Warum CPO’s, Axel und Rosa nicht erfolgreich sein können

Mit dem richtigen Namen öffnen sich Türen. So ist es auch mit Bezeichnungen für Verantwortungsbereiche. Wählen Sie Bezeichnungen im Prozessmanagement mit Bedacht.Beispiel: CPO – Chief Process Officer.

„Wollen Sie Ihre Tochter wirklich Rosa nennen, Frau Schlüpfer?“

„Soll Ihr Sohn wirklich Axel heißen, Frau Schweiss?“

Ha, ha. Alte Witze.

Nur über den CPO, den Chief Process Officer lacht keiner.

Das mag daran liegen, dass ein Officer eine ehrenvolle Bezeichnung ist. Die meisten assoziieren wohlangesehene Männer mit dem Begriff. Eine Person die es nach ganz oben in der Hierarchie geschafft hat.

Officer gibt es bei der Bundeswehr. Und im Kölner Karneval. Die sind fesch und gehören unbedingt dazu.

Aber Officer in unserer Arbeitswelt?

 

Soll der oberste Prozessmanager wirklich ein Officer sein?

Ich sage: Nein, er soll kein Officer sein.

Der oberste Prozessmanager soll keine Befehle erteilen. Er soll keine rüden Strafen aussprechen oder auch nur ein bisschen rumkommandieren.

Welche Aufgabe hat denn der Chief Process Officer?

Der Chief Process Officer ist die Person im Unternehmen, die für Umsetzung und Entwicklung des Prozessmanagements sorgt.

Diese Person sollte dem obersten Management berichten. Sie sollte seine rechte Hand sein, um die Unternehmensstrategie wirksam in alle Winkel des Unternehmens zu transportieren.
Ein Chief Process Officer ist der Manager des Prozessmanagement Office. Also der Unternehmenseinheit, die das Werkzeug für das Prozessmanagement bereitstellt, es im operativen Geschäft überwacht und bei der Umsetzung beratend tätig ist.

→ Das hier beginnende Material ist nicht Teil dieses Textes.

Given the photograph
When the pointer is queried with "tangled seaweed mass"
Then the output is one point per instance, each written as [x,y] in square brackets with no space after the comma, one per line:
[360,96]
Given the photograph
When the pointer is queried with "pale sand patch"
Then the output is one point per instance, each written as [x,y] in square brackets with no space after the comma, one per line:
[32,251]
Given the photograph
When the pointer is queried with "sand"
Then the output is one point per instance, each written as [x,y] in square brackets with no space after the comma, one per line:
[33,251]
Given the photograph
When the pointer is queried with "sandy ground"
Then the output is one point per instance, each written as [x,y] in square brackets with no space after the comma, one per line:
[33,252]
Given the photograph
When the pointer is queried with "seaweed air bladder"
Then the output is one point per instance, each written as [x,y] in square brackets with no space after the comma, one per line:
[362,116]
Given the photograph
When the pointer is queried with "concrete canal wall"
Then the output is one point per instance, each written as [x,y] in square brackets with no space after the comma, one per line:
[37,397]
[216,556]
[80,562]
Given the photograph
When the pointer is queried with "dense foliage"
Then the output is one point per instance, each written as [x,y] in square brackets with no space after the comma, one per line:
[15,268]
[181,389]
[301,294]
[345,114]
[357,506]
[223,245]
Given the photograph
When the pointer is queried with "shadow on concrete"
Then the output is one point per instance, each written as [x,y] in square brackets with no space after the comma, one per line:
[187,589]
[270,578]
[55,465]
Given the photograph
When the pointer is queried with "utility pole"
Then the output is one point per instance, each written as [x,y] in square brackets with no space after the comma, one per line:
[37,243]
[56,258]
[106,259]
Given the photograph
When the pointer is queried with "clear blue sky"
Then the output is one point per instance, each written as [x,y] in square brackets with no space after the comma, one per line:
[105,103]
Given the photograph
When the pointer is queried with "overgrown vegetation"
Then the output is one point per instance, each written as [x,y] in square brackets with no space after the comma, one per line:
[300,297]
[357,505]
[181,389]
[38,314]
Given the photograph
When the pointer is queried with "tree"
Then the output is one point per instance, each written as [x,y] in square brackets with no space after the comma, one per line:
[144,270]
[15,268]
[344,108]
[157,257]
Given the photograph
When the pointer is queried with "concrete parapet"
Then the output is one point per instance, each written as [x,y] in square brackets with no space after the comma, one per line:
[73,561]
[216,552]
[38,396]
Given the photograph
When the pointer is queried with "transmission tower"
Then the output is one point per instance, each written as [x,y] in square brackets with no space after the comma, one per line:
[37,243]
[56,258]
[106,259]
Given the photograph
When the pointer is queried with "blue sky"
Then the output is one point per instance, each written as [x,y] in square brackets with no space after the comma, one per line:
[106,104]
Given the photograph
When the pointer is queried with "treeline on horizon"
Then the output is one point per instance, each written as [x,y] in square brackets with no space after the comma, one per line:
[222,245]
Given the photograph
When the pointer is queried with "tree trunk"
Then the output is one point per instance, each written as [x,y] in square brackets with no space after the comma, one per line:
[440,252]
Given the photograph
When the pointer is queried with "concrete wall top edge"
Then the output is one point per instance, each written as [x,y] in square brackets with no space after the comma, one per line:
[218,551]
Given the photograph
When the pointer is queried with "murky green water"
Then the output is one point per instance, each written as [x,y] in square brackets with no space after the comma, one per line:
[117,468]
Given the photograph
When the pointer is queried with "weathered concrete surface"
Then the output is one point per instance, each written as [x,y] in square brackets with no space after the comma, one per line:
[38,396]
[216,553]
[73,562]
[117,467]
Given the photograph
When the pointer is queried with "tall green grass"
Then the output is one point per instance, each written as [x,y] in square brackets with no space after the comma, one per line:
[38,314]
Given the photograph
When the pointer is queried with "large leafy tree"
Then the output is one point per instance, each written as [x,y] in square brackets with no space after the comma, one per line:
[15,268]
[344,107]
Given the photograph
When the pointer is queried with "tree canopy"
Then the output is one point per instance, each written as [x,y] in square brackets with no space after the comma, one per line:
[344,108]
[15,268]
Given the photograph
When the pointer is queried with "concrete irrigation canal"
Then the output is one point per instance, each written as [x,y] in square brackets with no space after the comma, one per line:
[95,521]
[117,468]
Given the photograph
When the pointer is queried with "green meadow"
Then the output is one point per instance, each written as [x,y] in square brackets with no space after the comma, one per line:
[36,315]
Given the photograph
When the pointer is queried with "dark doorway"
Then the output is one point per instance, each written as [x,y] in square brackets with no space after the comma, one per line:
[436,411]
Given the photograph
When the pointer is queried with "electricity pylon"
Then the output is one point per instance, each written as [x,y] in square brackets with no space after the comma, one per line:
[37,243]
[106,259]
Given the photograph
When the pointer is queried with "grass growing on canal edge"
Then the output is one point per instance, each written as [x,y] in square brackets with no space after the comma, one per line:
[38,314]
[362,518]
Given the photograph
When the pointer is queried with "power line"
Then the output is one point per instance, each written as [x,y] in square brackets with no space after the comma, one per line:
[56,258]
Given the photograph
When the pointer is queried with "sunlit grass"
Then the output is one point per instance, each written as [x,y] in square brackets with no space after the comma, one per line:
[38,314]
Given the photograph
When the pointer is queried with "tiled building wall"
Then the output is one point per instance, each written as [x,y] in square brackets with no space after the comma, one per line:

Der Chief Process Officer ist der Kopf des Prozessmanagements.

 

Warum braucht das Prozessmanagement keinen Officer?

Als Fallschirmspringer brauche ich einen Fallschirm und keinen Tiefseetaucheranzug. Klar.

So braucht auch das Prozessmanagement niemanden, der der Inbegriff einer jahrhundertelang geprägten hierarchischen, autoritären Organisationsform ist. Das Prozessmanagement braucht eine Person, die bereit ist, aus dem noch intakten Flugzeug der hierarchischen Organisation zu springen. Risikobewusst, kompetent und kooperativ.

 

Welche Eigenschaften und Voraussetzungen sollte ein guter Chief Process Officer mitbringen?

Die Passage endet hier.